Condensed in here with Mallarmé is also one of Joyce's earliest publications, his essay "The Day of the the Rabblement" published in 1901 as a student. The essay was rejected by the university paper, so Joyce and his friend Francis Skeffington (who was later murdered in the chaos following the 1916 Easter Rising) collaborated to publish a pamphlet of two essays together and distributed them throughout Dublin, hence this passage in the Wake concluding with "Outstamp and distribute him."

Joyce's student essay "The Day of the Rabblement" (1901).
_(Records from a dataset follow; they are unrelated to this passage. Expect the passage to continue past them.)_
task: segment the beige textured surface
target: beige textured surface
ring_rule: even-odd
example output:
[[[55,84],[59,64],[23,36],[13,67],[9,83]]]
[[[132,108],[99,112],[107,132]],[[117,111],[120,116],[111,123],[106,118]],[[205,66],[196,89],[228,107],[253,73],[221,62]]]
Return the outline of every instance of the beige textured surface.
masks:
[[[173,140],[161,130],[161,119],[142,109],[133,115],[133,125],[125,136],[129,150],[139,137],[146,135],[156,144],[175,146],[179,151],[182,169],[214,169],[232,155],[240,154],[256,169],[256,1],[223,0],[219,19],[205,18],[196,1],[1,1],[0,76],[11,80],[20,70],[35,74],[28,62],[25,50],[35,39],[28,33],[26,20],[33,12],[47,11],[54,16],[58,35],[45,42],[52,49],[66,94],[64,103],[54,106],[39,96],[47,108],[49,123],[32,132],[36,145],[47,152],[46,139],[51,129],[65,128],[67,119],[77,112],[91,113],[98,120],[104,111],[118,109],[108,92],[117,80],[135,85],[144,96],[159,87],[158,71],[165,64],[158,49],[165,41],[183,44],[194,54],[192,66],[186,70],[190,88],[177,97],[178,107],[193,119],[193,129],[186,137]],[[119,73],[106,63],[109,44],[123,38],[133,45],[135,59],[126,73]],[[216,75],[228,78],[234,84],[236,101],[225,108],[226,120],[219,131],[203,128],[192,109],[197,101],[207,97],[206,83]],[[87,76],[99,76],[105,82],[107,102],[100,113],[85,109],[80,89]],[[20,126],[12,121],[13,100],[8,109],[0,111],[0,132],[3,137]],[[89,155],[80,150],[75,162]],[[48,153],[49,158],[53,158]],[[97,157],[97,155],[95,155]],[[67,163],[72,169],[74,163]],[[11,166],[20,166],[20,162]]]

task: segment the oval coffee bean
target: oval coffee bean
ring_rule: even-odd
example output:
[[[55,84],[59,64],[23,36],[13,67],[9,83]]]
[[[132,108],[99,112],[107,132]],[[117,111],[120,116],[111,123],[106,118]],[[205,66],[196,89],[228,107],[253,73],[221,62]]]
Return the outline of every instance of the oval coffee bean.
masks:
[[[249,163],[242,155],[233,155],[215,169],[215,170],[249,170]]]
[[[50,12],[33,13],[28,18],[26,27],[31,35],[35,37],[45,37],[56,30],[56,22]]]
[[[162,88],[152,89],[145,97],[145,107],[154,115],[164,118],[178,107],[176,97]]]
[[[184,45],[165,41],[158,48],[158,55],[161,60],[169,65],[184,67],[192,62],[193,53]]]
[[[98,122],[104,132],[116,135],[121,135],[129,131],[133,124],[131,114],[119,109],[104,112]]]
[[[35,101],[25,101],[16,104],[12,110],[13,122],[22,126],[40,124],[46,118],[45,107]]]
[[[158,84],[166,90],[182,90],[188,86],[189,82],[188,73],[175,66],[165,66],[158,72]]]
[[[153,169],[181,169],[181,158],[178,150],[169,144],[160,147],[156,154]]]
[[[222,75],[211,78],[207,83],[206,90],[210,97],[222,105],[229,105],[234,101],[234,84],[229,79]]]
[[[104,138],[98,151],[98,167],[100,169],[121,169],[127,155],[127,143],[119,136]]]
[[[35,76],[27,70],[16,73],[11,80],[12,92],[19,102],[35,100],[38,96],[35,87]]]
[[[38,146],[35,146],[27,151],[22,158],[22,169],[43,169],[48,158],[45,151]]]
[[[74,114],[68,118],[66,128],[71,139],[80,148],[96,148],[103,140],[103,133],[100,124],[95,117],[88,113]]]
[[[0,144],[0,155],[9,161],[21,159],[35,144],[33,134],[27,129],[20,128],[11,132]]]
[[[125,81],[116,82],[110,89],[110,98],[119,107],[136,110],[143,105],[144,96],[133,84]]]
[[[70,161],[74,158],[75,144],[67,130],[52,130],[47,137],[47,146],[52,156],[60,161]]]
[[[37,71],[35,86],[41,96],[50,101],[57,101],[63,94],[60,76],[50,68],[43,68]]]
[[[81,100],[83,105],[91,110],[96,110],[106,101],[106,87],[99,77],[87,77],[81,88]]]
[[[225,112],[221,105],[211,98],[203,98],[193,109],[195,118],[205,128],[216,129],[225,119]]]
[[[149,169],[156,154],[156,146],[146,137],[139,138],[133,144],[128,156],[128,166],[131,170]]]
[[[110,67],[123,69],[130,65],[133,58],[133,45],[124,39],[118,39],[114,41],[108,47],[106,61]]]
The notebook dates at the JJ Digital Archive suggest Joyce was writing these lines around the same time Shakespeare & Co was publishing his poetry collection Pomes Penyeach (1927), thus the echo of the title in"Eche bennyache" resonates. Each, penny each. And then, "Outstamp and distribute him at the expanse of his society." The word "Outstamp" strikes me as another way to say express, but it also alludes to printing, Joyce's printed works for over a century now distributing across the world "at the expanse of his society" literally expanding the Joyce society and doing so at our expense as we shell out each penny, "Eche bennyache." "Eche" also contains the initials HCE for Here Comes Everybody. And McHugh notes the early Middle English word eche means "eternal, everlasting." The writer lives on through his printed works being distributed expansively throughout society, "To be continued. Anon."

Evident in the phrase "Eche bennyache" is also ache, belly ache. Joyce suffered from severe stomach issues while writing the Wake and shortly after the book's publication he died during surgery for an ulcer. Going back again to the section examined earlier (pgs 229-231 of book II.1) some of the same themes and references stand out, where the focus is on the autobiographical Shem character, the riddles he writes, and how "he's knots in his entrails!" (FW 231.25). 
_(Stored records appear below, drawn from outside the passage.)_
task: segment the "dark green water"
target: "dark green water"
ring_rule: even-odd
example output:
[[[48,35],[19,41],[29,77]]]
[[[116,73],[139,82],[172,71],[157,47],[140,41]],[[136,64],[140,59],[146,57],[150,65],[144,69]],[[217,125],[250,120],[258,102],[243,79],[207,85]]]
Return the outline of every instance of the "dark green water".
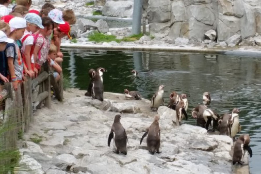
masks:
[[[191,110],[202,102],[204,92],[211,93],[210,107],[219,113],[239,108],[240,133],[249,134],[253,156],[250,158],[252,174],[260,173],[261,165],[261,58],[224,55],[130,51],[64,50],[64,73],[74,87],[87,90],[89,70],[99,67],[108,71],[103,75],[106,91],[123,93],[124,89],[139,91],[150,99],[162,84],[165,101],[175,90],[190,96]],[[130,71],[139,72],[133,78]]]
"And oil paint use a pumme if yell trace me there title to where was a hovel not a havel (the first rattle of his juniverse) ..." (FW 230.36-231.02)
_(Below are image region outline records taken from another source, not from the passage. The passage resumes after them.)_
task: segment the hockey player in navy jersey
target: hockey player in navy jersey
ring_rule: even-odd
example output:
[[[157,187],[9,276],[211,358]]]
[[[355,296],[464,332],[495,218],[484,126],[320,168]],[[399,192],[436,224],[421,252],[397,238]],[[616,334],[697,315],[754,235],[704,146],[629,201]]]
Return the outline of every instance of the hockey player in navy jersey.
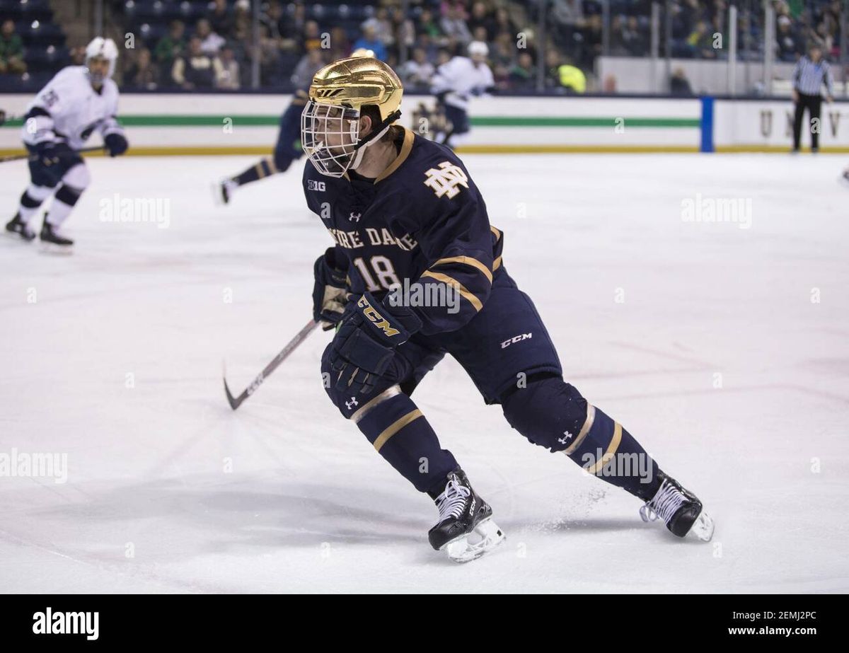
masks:
[[[713,524],[701,502],[563,380],[463,162],[393,124],[402,95],[385,64],[344,59],[315,75],[301,117],[312,164],[304,193],[335,241],[316,261],[313,290],[316,320],[336,325],[322,358],[331,401],[435,501],[430,544],[455,560],[473,560],[504,536],[411,397],[446,354],[529,442],[633,494],[644,520],[709,540]],[[623,457],[642,464],[619,464]]]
Joyce declares, I'll paint you's a poem ("pumme") if you'll trace me the riddle to the title to where was a novel not a novel (the first riddle of his universe). The first rattle of his junior verse, "Et Tu Healy" which he parodies immediately after these lines. This was Joyce's first poem written when he was 9 years old. His father proudly had it printed so he could distribute copies, even sending a copy to the Vatican. No surviving copies of "Et Tu Healy" have been identified as of this writing, though if one were to be discovered it could fetch up to 2 million dollars at an auction. A poem written by a 9-year-old. Only a few lines from the poem are known, and Joyce parodies them on this page (231.05-08). Echoing the earlier quoted assertions of "i Romain" and "To be continued. Anon." this same page also begins a sentence with, "Though he shall live for millions of years a life of billions of years" (FW 231.18-19).